Hospitable

It tastes like midnight wind and canvas, but I'm too tired to confirm. I know for sure the canvas, I stubbed my toe on a tent post, my eyes aren't open wide enough to count the stars in the sky; there are many, it's late. Each step tells me so, the way I have to pull up before I pull forward, the way each hummock flattens more like a pillow than they usually do. I'm completely lost, and I know it, and I could have said yes to a walk to my tent, but I thought mine was just around the corner-straight down the middle-back behind-across the way, so I'm here and it smells like beorc.

If I trip again, I'm down for the count, I promise.

It sounds like sleep except for me and echoes from my empty, empty head and it sounds like twitchy ears and uneven steps. I swallow back a yawn and taste the strangers' sleeping heartbeats, humid and voluminous, fitful from war.

Waaaa…rrr…it's a funny beorc word that means, "I'm tired. I can't find my room".

Thinking is breaking down to scenting and my hands are hands in the patched mud grass. Each breathing maw to unconsciousness lolls my head to its sucking breath, but the foreign air is too warm, too wavering. As the earth smells increasingly hospitable, coolness jars my shoulder, cajoles my neck into turning, and my nose leads me into a precarious halt. The breathing comes clear and untainted save for canvas, something chill but familiar dissolves in the back of my throat. And I follow from head to tail, make a last forward tug to hands on bedding, leaving outdoor night for its indoor sister.

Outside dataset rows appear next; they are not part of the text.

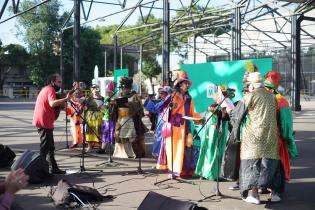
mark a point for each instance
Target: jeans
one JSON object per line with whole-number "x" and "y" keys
{"x": 47, "y": 146}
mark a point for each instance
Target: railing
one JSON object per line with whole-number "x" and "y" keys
{"x": 28, "y": 94}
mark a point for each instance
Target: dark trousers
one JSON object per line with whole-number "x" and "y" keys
{"x": 47, "y": 146}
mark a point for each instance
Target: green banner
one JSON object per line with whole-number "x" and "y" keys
{"x": 120, "y": 73}
{"x": 206, "y": 75}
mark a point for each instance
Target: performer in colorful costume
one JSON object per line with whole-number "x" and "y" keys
{"x": 74, "y": 110}
{"x": 180, "y": 133}
{"x": 157, "y": 107}
{"x": 214, "y": 136}
{"x": 109, "y": 118}
{"x": 93, "y": 117}
{"x": 260, "y": 163}
{"x": 129, "y": 132}
{"x": 287, "y": 146}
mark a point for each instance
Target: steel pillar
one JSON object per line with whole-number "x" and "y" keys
{"x": 121, "y": 58}
{"x": 115, "y": 51}
{"x": 195, "y": 47}
{"x": 166, "y": 44}
{"x": 236, "y": 35}
{"x": 295, "y": 62}
{"x": 140, "y": 66}
{"x": 62, "y": 66}
{"x": 76, "y": 41}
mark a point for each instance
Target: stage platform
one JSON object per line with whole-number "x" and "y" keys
{"x": 129, "y": 190}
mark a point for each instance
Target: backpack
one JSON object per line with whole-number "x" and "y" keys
{"x": 68, "y": 195}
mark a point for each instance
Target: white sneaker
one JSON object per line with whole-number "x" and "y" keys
{"x": 275, "y": 197}
{"x": 251, "y": 199}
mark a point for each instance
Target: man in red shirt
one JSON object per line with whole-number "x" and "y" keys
{"x": 44, "y": 117}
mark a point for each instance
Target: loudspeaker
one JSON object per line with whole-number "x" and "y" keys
{"x": 155, "y": 201}
{"x": 34, "y": 166}
{"x": 6, "y": 156}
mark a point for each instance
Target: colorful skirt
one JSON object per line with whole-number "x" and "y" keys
{"x": 108, "y": 132}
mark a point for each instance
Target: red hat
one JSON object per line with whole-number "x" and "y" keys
{"x": 273, "y": 77}
{"x": 181, "y": 76}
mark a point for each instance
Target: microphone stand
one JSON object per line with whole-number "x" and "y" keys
{"x": 217, "y": 193}
{"x": 67, "y": 140}
{"x": 172, "y": 176}
{"x": 110, "y": 161}
{"x": 85, "y": 124}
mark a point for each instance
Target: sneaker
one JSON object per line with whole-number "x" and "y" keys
{"x": 58, "y": 171}
{"x": 100, "y": 151}
{"x": 263, "y": 190}
{"x": 234, "y": 187}
{"x": 275, "y": 197}
{"x": 251, "y": 199}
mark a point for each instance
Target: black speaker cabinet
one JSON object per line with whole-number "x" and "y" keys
{"x": 155, "y": 201}
{"x": 34, "y": 165}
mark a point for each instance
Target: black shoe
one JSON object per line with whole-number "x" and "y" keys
{"x": 100, "y": 151}
{"x": 58, "y": 171}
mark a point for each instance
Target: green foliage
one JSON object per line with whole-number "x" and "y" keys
{"x": 14, "y": 55}
{"x": 151, "y": 67}
{"x": 91, "y": 54}
{"x": 39, "y": 29}
{"x": 126, "y": 35}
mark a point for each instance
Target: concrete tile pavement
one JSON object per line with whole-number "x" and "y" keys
{"x": 17, "y": 132}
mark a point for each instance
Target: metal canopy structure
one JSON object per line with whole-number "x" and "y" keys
{"x": 232, "y": 27}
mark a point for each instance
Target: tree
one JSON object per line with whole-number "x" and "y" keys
{"x": 39, "y": 29}
{"x": 91, "y": 54}
{"x": 12, "y": 55}
{"x": 151, "y": 68}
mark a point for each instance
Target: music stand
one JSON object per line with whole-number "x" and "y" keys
{"x": 110, "y": 161}
{"x": 217, "y": 192}
{"x": 85, "y": 124}
{"x": 172, "y": 176}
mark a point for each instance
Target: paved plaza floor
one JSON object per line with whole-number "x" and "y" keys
{"x": 130, "y": 189}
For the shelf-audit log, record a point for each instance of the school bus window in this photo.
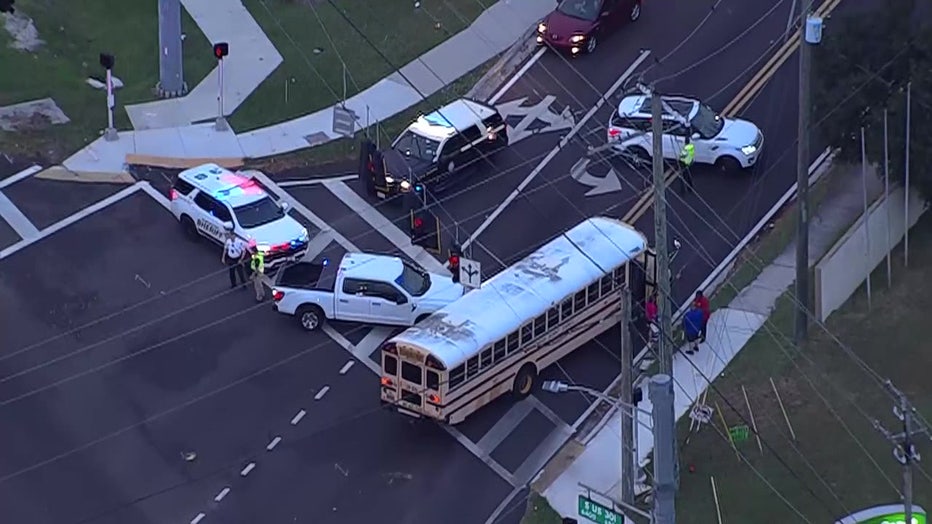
(486, 359)
(512, 342)
(579, 301)
(457, 376)
(433, 380)
(540, 325)
(472, 368)
(606, 284)
(526, 333)
(412, 373)
(391, 365)
(499, 351)
(566, 309)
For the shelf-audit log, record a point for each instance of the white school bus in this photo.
(494, 340)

A slight presence, a resting pulse, steely scented at the hands, and tepid until the skin, the face, where a soft smile in repose rolls smooth against my tongue. I'm down and I'll stay, I promised. I nuzzle a thank you and a pardon to the shoulder and breath in the draw, the familiarity that convinced me. A beautiful pelt. And a cozy dormant warmth in confidence and peaceful sleep.

There's no war here when there is all around, and there is a beorc, but truly there's a room.